La Colombie face aux défis de la mise en oeuvre de la paix
La Colombie a réussi à ratifier la paix avec la guérilla marxiste des Farc, mais doit maintenant relever les défis de sa mise en oeuvre pour clore le chapitre d'un conflit qui a fait des centaines de milliers de morts.
Le décompte a débuté jeudi: dans cinq jours à partir de ce "Jour J" les guérilleros doivent entamer leur ultime marche à travers les montagnes et les jungles de Colombie, pour rejoindre les 27 zones où ils vont déposer leurs armes et préparer leur retour à la vie civile.
La première étape sur la voie d'une paix effective consiste à permettre à ces combattants des Forces armées révolutionnaires de Colombie (Farc) de se déplacer sans risquer d'être arrêtés par les forces de l'ordre.
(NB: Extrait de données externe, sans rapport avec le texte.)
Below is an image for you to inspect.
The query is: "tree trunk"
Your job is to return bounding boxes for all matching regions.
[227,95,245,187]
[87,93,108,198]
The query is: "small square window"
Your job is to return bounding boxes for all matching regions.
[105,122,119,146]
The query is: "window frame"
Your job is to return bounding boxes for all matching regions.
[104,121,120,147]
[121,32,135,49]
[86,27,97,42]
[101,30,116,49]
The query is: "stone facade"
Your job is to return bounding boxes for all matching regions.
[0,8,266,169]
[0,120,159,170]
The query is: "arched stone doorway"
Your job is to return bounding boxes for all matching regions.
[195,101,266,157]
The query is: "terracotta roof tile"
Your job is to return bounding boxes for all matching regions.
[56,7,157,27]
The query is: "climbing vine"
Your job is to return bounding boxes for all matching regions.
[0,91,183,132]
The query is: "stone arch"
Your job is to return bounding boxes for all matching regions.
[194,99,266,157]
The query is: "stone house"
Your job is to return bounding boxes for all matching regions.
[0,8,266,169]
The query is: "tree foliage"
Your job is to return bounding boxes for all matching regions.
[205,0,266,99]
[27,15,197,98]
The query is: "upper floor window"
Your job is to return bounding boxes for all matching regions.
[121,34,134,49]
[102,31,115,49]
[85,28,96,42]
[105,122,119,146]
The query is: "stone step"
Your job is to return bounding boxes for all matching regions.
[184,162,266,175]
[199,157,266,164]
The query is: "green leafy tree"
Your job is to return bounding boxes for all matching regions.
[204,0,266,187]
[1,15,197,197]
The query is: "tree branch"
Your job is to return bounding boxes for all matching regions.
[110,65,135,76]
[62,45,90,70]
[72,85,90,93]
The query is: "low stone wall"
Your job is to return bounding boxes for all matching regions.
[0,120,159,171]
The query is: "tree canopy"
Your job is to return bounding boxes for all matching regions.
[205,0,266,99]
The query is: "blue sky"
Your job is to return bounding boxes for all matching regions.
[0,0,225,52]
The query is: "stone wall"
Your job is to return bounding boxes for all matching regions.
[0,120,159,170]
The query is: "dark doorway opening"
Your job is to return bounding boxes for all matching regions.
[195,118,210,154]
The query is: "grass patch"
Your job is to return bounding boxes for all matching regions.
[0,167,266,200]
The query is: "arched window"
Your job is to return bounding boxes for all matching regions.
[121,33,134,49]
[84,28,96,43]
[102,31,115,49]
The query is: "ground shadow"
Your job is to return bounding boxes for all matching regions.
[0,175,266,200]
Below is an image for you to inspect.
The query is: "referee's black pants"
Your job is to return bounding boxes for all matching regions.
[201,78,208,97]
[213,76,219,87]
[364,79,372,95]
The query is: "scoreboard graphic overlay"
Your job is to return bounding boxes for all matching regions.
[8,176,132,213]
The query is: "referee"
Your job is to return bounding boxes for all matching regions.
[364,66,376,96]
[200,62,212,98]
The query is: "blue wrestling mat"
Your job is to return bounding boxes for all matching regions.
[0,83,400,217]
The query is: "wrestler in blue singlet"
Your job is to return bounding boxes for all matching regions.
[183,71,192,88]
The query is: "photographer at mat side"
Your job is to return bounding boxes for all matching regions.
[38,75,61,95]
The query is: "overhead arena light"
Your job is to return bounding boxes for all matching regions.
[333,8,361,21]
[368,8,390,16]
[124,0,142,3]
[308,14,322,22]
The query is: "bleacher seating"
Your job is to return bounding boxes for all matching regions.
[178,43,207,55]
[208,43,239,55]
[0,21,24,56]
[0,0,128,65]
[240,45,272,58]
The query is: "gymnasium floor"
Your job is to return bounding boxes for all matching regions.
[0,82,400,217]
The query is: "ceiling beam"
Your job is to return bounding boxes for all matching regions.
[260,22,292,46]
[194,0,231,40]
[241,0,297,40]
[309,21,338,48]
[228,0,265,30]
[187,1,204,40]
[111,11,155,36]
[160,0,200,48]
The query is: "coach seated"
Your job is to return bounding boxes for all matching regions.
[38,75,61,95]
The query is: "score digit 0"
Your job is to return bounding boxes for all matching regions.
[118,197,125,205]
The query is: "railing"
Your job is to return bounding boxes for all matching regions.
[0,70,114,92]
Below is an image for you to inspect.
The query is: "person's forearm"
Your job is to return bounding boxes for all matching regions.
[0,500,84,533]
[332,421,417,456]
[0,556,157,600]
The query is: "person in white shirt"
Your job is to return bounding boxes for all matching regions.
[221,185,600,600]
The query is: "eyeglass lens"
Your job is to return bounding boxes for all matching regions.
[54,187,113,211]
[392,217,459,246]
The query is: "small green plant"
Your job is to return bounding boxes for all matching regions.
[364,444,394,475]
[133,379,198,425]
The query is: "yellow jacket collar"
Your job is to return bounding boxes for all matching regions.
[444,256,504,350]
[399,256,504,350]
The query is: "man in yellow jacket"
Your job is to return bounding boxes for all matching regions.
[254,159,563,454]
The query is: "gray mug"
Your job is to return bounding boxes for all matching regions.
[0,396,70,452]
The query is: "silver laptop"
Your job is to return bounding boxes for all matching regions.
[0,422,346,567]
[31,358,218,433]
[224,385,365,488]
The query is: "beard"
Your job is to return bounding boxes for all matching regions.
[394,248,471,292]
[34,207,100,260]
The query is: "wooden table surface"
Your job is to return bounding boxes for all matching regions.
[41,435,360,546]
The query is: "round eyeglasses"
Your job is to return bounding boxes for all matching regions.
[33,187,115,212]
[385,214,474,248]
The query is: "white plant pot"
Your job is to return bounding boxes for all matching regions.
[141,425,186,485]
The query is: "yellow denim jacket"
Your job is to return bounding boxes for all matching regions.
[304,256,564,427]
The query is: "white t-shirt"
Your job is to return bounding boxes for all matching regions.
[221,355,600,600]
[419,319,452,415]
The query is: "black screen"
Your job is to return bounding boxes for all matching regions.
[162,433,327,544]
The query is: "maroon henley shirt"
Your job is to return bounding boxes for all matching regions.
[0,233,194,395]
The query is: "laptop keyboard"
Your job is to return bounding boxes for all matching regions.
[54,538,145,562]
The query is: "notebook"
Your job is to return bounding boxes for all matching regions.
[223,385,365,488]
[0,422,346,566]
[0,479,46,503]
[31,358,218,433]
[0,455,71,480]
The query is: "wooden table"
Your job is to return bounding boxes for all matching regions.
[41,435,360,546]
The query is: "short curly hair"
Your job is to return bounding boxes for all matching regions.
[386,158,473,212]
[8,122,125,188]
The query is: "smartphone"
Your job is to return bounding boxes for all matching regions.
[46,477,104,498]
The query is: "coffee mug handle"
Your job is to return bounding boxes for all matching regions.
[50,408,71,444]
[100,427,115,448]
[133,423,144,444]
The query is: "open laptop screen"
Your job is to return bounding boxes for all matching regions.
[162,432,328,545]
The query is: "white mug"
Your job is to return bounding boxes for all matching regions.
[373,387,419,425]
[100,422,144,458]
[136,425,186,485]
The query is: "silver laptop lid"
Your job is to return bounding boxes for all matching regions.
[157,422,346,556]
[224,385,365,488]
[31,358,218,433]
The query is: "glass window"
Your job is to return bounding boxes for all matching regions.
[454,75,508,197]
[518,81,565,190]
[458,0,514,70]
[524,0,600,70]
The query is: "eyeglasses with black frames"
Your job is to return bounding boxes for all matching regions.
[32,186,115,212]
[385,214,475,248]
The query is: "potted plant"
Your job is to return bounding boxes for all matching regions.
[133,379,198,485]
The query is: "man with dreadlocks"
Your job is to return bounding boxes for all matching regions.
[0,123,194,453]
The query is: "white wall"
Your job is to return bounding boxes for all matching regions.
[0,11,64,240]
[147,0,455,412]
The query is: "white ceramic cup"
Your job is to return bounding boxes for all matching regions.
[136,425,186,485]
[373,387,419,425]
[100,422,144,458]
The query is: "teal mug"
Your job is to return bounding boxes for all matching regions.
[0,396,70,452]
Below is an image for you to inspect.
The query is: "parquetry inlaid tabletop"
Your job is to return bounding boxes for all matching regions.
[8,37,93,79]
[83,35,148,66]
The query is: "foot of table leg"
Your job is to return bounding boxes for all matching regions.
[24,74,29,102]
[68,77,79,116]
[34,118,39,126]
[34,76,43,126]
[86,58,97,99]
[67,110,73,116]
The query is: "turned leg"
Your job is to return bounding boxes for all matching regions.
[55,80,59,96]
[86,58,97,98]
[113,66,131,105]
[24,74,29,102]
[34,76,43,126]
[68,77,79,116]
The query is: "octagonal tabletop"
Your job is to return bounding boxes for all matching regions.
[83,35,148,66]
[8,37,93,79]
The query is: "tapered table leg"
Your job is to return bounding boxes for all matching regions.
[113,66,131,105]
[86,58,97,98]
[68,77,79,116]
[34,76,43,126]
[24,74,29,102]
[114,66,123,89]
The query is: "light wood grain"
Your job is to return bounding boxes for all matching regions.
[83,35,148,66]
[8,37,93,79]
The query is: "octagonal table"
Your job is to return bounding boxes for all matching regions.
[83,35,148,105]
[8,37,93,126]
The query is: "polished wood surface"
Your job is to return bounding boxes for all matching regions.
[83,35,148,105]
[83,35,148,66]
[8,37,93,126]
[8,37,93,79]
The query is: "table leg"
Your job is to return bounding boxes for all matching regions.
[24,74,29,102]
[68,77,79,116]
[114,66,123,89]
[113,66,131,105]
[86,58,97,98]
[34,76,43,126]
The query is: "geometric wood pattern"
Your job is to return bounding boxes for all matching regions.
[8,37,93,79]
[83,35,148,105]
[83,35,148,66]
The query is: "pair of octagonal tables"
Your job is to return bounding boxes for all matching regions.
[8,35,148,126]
Pour cela, le gouvernement prépare des mesures de grâce, dans l'attente du vote de la loi d'amnistie prévue par l'accord de paix.
"Le président de la République, le gouvernement, a la faculté d'octroyer des grâces en faveur de ceux qui ont commis des crimes politiques", a déclaré le Haut commissaire pour la paix, Sergio Jaramillo, jeudi lors d'une conférence de presse.
- Amnistie 'urgente' -
Soulignant que "la loi d'amnistie est urgente", le ministre de l'Intérieur, Juan Fernando Cristo, a précisé qu'elle serait présentée la semaine prochaine au Congrès.
Entretemps, le gouvernement espère que la Cour constitutionnelle aura donné son feu vert au mécanisme de "fast track" qui, en réduisant les débats parlementaires, permettra une approbation rapide des textes d'application du pacte avec les Farc, qui une fois désarmées, vont se transformer en parti politique.
L'accord, qui prévoit la fin du regroupement des guérilleros d'ici le 31 décembre et de leur désarmement d'ici six mois, a été approuvé mardi par les sénateurs, puis mercredi par les députés.
Après son rejet lors du référendum non obligatoire du 2 octobre, le texte, négocié pendant presque quatre ans avec les Farc, a été révisé pour y inclure des propositions de l'opposition, menée par l'actuel sénateur et ex-président de droite Alvaro Uribe.
Puis le chef de l'Etat Juan Manuel Santos a choisi la voie du Congrès afin que l'accord entre en application le plus vite possible.
"La situation actuelle du cessez-le-feu et de pré-regroupement de la guérilla est fragile", a argué le chef négociateur de paix du gouvernement, Humberto de la Calle, en référence à la mort de deux guérilleros et aux assassinats de leaders communautaires depuis l'entrée en vigueur du cessez-le-feu le 29 août.
- 'Avancer rapidement' -
Le conflit armé, qui au fil des décennies a impliqué une trentaine de guérillas, des milices paramilitaires d'extrême-droite et l'armée, a fait au moins 260.000 morts, plus de 60.000 disparus et 6,9 millions de déplacés.
Le ministre de l'Intérieur a précisé, qu'outre la loi d?amnistie, le parlement examinera à partir de la semaine prochaine un paquet de projets de loi, incluant le texte sur la participation des Farc à la vie politique. "Nous espérons tous (...) avancer rapidement dans la démobilisation et le désarmement des membres des Farc", a ajouté M. Cristo.
Avant l'annonce des mesures de grâce, les Farc, principale guérilla de Colombie issue en 1964 d'une insurrection paysanne, avaient averti que leur quelque 5.700 combattants ne rejoindraient les zones de démobilisation qu'une fois l'amnistie votée. Jeudi, le Haut commissaire pour la paix a considéré que "les Farc ne peuvent introduire de nouvelles conditions à l'accord".
M. Santos, lauréat du prix Nobel qui a salué sa détermination à en finir avec la guerre, entend parvenir à une "paix complète", en négociant aussi avec l'Armée de libération nationale (ELN). Mais les discussions préparatoires avec cette guérilla, qui compte environ 1.500 combattants, sont en suspens et ne devraient reprendre que le 10 janvier pour définir la date de début des pourparlers de paix.